The ideal solution would be to extend a compiler to support this. Outputting ciphered strings should be easy. Having the compiler automatically generate calls decryption functions for runtime decryption would probably be harder. That's not really a recommendation, bit OTT.
I'd recommend having a separate preprocessing tool go over your code and cipher your strings in the C code, before the compiler or preprocessor have run. How you do this depends on what your code looks like. If you have loads of global strings, it might be easiest to put them all in a separate file and process that. If you have lots of calls to printf with string literals, it'd probably be better to write a tool that can pick out strings from code.
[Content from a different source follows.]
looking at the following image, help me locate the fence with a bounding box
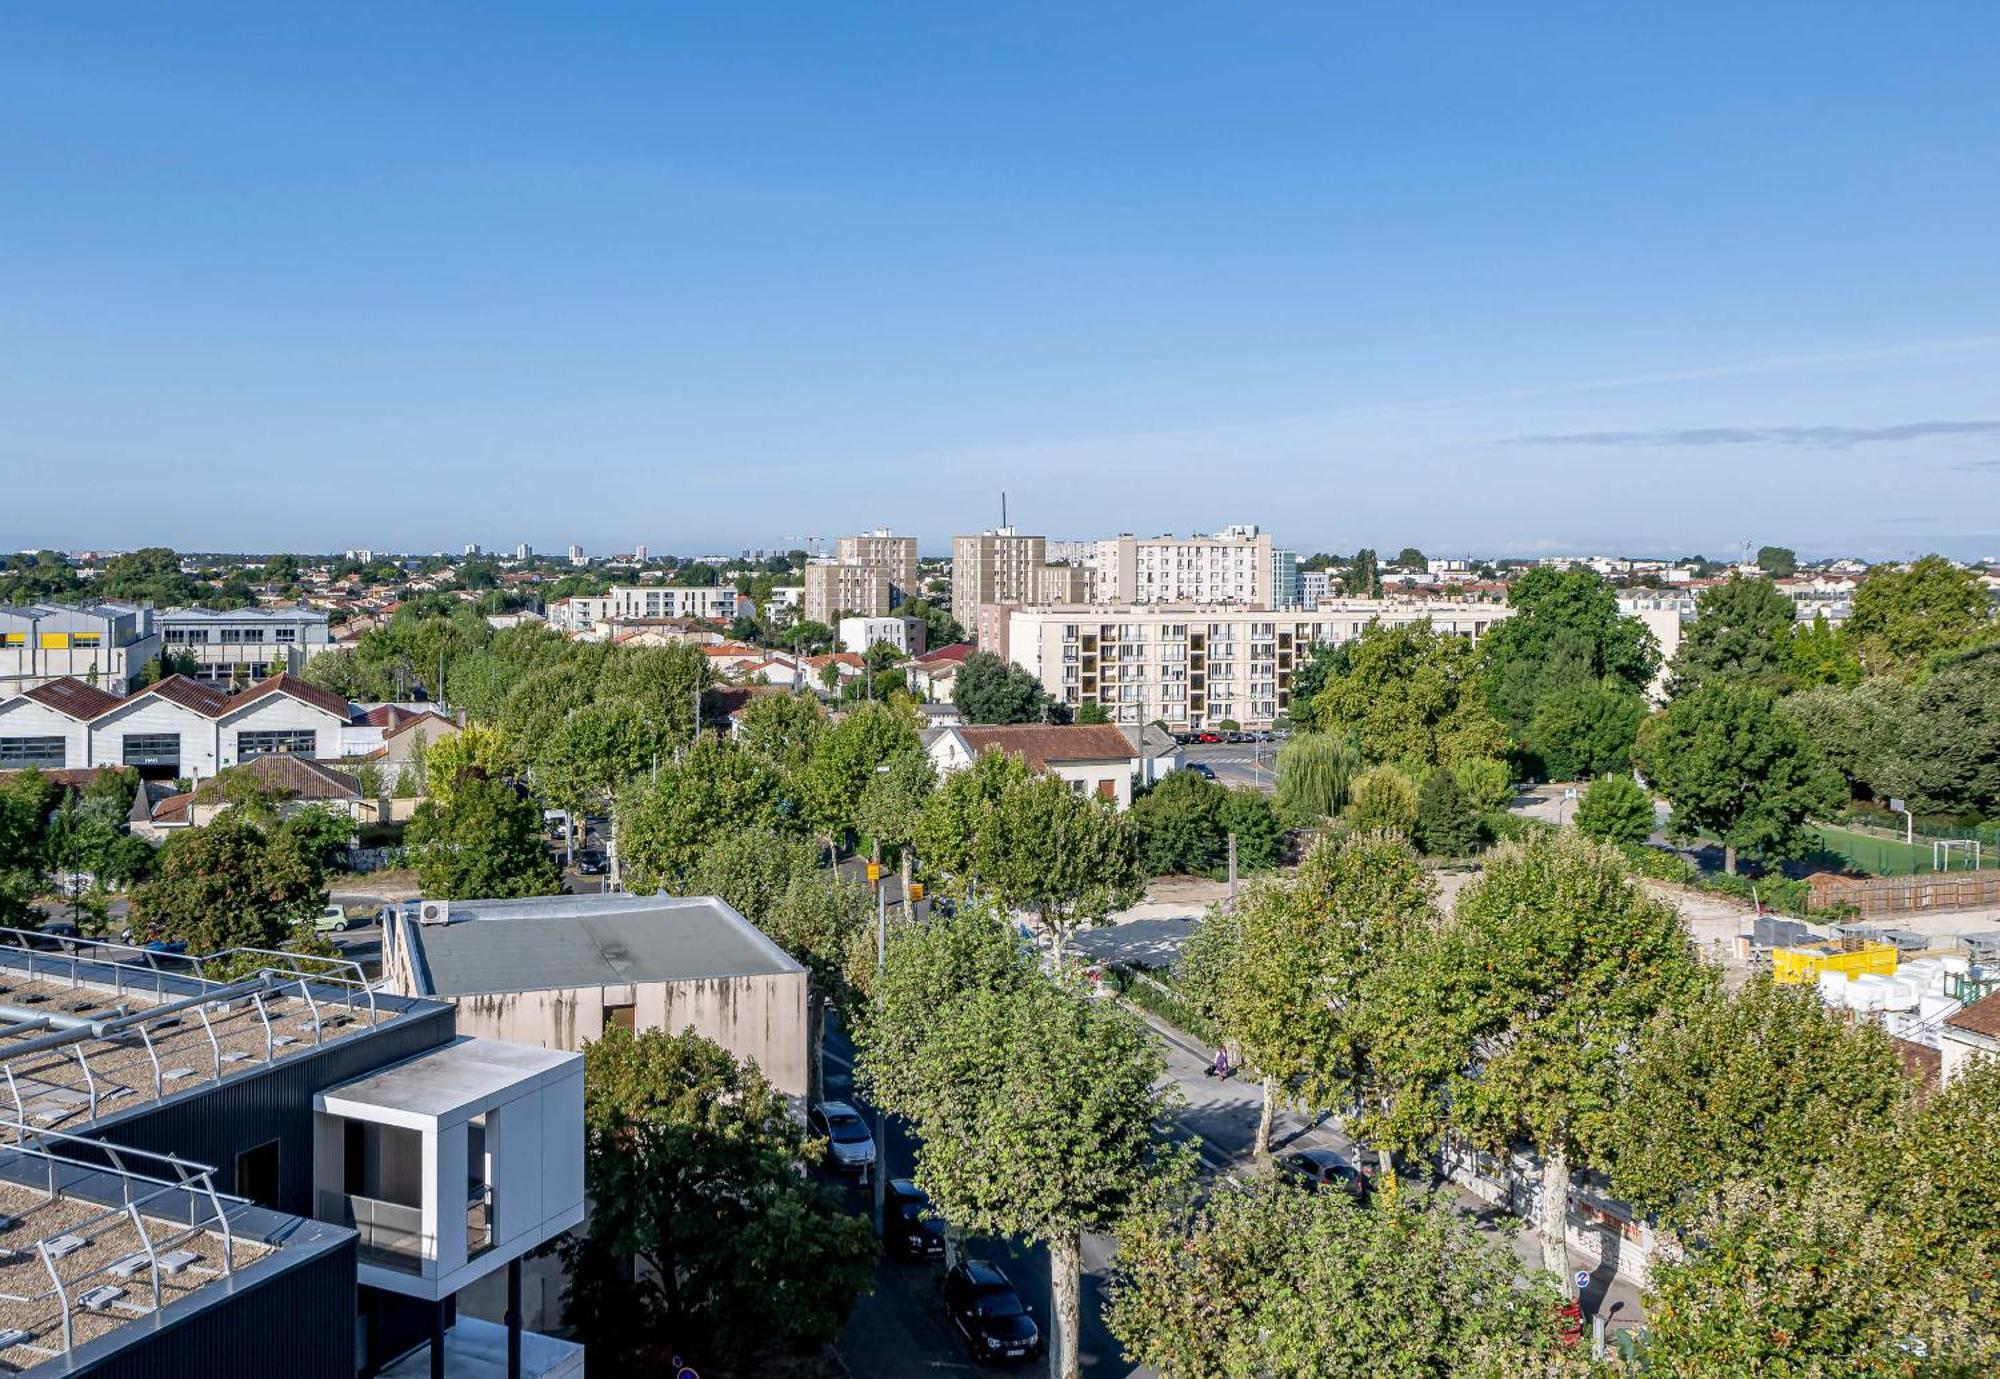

I think in perl it'd go something like:
Code:
for each line in file
split line on " characters. # Will either get back the whole line if there are no " chars, or alternating code and literals
leave the code before the " unchanged
cipher the next piece of code, which should be a string literal
join pieces with "
print joined pieces
You might be able to automatically insert some calls to a decipher function too, but that won't work in all cases - i.e. mostly only works in C++, not C. Won't work for initialising an array.
Actually, I just noticed something:
Code:
#define noCRYPT8(str) { noCRYPT8_(str "\0\0\0\0\0\0\0\0"), '\0' }
#define noCRYPT8_(str) (str)[0], (str)[1], (str)[2], (str)[3], (str)[4], (str)[5], (str)[6], (str)[7]
extern const char str[] = noCRYPT8("ABCDefghijkl");
The effect of this is to change the initialisation from a string literal to an array. On GCC on x86-64 this stops the string from being visible in a hex dump. Instead the array is constructed in code -- one movb instruction for each array element. I'm not sure if that's reliable across platforms or not, but is quite convenient!